Proponents of the war also claim that anti-war supporters want to revert to a pre-9/11 mentality. That's absurd. Americans couldn't stick our collective heads in the sand like that again even if we wanted to. And nobody wants to.


We should end the Afghan war because it costs lives, money and makes us less safe. The war has destabilized nuclear armed Pakistan. The war has put us at Russia's mercy for resupply, weakening our international position. The war has empowered and emboldened Iran. It has transformed people formerly uninterested in the United States into enemies. The longer we stay, the worse those things will get.

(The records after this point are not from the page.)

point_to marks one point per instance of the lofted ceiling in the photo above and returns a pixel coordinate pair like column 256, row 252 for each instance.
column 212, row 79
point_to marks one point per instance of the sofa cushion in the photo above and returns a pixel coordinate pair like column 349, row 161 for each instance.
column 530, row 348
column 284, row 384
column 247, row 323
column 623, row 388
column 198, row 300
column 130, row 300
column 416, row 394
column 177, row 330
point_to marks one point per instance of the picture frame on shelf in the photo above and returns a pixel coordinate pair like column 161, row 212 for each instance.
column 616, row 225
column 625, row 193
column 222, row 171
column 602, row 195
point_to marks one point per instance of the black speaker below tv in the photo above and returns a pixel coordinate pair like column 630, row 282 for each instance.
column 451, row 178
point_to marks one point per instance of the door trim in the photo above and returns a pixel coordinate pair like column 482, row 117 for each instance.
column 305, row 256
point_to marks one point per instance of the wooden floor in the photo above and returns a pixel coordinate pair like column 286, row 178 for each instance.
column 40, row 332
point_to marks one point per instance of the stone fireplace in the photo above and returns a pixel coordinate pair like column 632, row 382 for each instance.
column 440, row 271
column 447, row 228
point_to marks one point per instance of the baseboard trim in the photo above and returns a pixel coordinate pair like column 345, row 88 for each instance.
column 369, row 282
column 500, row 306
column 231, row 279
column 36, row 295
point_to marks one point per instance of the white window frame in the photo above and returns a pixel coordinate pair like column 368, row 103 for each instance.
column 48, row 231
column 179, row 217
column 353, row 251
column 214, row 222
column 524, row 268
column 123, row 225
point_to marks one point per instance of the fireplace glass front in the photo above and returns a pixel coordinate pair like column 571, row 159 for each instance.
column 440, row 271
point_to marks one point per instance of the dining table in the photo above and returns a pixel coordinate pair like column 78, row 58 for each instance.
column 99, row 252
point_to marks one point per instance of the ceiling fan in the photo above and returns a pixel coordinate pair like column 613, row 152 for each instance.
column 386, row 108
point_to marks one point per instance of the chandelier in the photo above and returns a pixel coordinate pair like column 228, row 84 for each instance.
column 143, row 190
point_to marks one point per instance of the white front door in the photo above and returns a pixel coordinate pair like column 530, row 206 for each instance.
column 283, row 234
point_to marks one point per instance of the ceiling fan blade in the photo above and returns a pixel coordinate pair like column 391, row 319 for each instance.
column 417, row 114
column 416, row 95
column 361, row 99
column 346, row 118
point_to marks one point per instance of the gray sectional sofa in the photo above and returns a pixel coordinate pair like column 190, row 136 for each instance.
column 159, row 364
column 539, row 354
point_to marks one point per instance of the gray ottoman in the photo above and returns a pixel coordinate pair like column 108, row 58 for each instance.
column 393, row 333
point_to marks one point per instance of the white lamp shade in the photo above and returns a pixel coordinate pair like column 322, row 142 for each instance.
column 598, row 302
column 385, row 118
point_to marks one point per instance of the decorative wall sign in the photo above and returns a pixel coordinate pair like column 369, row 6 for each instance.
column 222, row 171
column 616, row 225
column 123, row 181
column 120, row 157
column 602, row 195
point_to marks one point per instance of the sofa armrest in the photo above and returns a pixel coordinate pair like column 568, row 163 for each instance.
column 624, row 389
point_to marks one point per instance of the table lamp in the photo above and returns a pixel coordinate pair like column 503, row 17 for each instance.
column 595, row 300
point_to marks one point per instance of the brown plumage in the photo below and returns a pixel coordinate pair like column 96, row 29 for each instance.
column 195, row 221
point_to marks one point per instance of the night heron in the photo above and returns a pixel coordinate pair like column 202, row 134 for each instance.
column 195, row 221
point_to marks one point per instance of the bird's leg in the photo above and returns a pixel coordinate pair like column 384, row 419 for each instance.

And there's nothing to gain by staying. The recent fraudulent elections show that Afghanistan is the same as it's always been. Tribalism still reigns. The Taliban hunt down and kill any Afghans with ink on their fingers from voting. It's a disaster. And the US Navy is capable of keeping al Qaeda from regrouping in Afghanistan.


But don't expect the Narcissist-in-Chief to admit he was wrong any time soon. The Messiah thinks he's more god-like than even Bush did. Obama told top Afghan General McChrystal to withhold his request for more troops not to reevaluate strategy but to give his administration time to appease his rabid anti-war supporters. General McChrystal gave us a hint at the truth- he said 40,000 more troops won't win the war, but without them it's lost. He should have said that with them it's lost too. All they can do is prolong the war, costing us more lives and money.


But some day in the near future, Obama will no longer be able to deny reality. Like Brezhnev before him, Obama will have to admit that there are limits to the power of the US government, and transforming Afghanistan into a self-governing nation is beyond those limits. When that time comes, Obama will blame Bush for losing the war, then bring the troops home. We should bring them home now instead of later.